A customer’s governance controls are enforced from an RBAC perspective. Christner amplified the point: “AI opens a Pandora’s box for security. That’s not a game that we want to be playing. I think we’re in an advantageous position, because we’re deployed on-prem inside a customer’s infrastructure.”

“We give you the ability to deploy and secure an AI interaction with that data along those same boundaries within the grain of your infrastructure.”

Barto pointed out: “Another thing that I tell customers is, when you present your data to Chat GPT, you’re giving up your intellectual property to the cloud.”

Where does View go from here? Its claims its software covers the trifecta of data management for AI: graph modeling, metadata generation, and vector storage. View has a couple of strategic partnerships lined up and has joined the Nvidia Inception program, which will help bring the View Information Platform to market with additional go-to-market support, training and technology assistance. It has has also joined with Ampere Computing and its AI Platform Alliance to bring the View offering to market.

It has two billing models. One is self-serve off the web and based on the amount of processing that you do, and it ends up being about $1 for every 50 PDF pages. The second to market is going to be through enterprise infrastructure vendors. This will likely be an annual license.

The two View co-founders suggested that an enterprise infrastructure/storage company could sell more storage by partnering with View because the View-created metadata and knowledge bases for users will need storing. Christner said “There’s going to be a tremendous infrastructure uplift by getting their customers to an AI-powered experience, they’re also going to consume a whole lot more infrastructure to make that possible.”

He said the View architecture is scale-out and can be very fast. “You can you can scale this to virtually as many nodes as you want. We decided to distribute embeddings generation across 128 cores. When we demonstrated this … we had them ingested and ready to go inside the span of like a minute.” 

Barto amplified this: “We we can build a very large cluster of Intel, AMD or other nodes, virtual nodes, or actual physical nodes.
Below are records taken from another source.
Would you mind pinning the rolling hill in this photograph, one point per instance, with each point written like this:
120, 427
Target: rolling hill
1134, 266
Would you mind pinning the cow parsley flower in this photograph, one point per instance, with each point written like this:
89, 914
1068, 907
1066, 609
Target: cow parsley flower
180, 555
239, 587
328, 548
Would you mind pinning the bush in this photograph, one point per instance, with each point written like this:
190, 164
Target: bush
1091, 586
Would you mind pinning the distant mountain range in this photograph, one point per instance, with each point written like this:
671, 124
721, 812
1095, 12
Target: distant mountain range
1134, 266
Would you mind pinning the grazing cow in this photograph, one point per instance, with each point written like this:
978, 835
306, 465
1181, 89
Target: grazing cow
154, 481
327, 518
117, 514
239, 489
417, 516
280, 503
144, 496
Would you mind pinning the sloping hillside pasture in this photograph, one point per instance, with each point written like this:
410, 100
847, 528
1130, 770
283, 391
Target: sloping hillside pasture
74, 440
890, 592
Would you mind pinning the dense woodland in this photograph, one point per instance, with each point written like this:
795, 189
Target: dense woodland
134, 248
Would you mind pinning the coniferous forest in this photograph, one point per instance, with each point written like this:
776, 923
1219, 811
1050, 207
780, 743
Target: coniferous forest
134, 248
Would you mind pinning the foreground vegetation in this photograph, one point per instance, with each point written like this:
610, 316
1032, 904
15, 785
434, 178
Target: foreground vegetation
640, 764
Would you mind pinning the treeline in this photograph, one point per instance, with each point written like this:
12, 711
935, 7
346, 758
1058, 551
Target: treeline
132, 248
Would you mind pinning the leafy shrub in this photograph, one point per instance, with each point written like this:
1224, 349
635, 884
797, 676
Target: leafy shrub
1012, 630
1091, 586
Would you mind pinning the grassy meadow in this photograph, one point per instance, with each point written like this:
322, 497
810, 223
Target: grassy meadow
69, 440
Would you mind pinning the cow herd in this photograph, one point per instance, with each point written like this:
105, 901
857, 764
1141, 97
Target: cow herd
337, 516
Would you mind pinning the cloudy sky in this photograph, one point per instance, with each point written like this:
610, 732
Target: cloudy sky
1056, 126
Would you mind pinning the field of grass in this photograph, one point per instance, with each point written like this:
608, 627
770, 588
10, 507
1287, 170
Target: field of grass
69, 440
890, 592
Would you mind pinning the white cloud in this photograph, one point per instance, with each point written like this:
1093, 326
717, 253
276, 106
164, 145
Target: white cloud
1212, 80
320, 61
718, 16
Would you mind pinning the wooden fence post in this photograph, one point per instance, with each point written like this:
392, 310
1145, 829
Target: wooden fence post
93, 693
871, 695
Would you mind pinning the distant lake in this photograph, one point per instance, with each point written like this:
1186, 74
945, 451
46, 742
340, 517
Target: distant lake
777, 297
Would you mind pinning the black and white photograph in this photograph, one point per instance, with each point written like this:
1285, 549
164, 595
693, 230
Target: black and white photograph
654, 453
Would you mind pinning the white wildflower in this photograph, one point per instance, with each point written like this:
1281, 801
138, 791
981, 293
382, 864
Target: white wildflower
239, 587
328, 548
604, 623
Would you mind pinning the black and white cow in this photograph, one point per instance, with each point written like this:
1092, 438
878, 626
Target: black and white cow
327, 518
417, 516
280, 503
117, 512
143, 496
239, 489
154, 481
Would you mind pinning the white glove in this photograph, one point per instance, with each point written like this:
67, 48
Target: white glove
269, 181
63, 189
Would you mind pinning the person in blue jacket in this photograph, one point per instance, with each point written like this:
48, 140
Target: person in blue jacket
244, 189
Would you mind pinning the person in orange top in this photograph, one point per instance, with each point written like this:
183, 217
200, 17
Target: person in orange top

We can load-balance the ingestion process against multiple of our data processors, semantic cell processors, vector processors, and have them all load balanced behind the scenes to ingest the data.

“Then we can also load-balance the inference side of it, so that when you have hundreds or thousands of end users trying to chat against those knowledge bases, we can load balance and scale that behind Kubernetes, Redshift, whatever your Docker management infrastructure happens to be, and that would allow the system, when it saw the workload, scale up. We could deploy automatically all the microservices that we need to handle that load, and then, as it subsides, we can automatically scale back.”

View can control the disposition of compute resources so that, for example, it could ingest data, create metadata and run web crawls – but not use GPUs for the work, saving GPU compute for the knowledge base analysis. 

View’s beta program is open for sign-ups and general availability is not too far away. Barto predicted “We’ll release View Assistant and the chat experience with our GA” but “I want you to think bigger than just chat.” He reckons “It’s just our first a-ha moment for you as an end user, as a customer. [But] once the data is ingested and processed, the sky’s the limit.”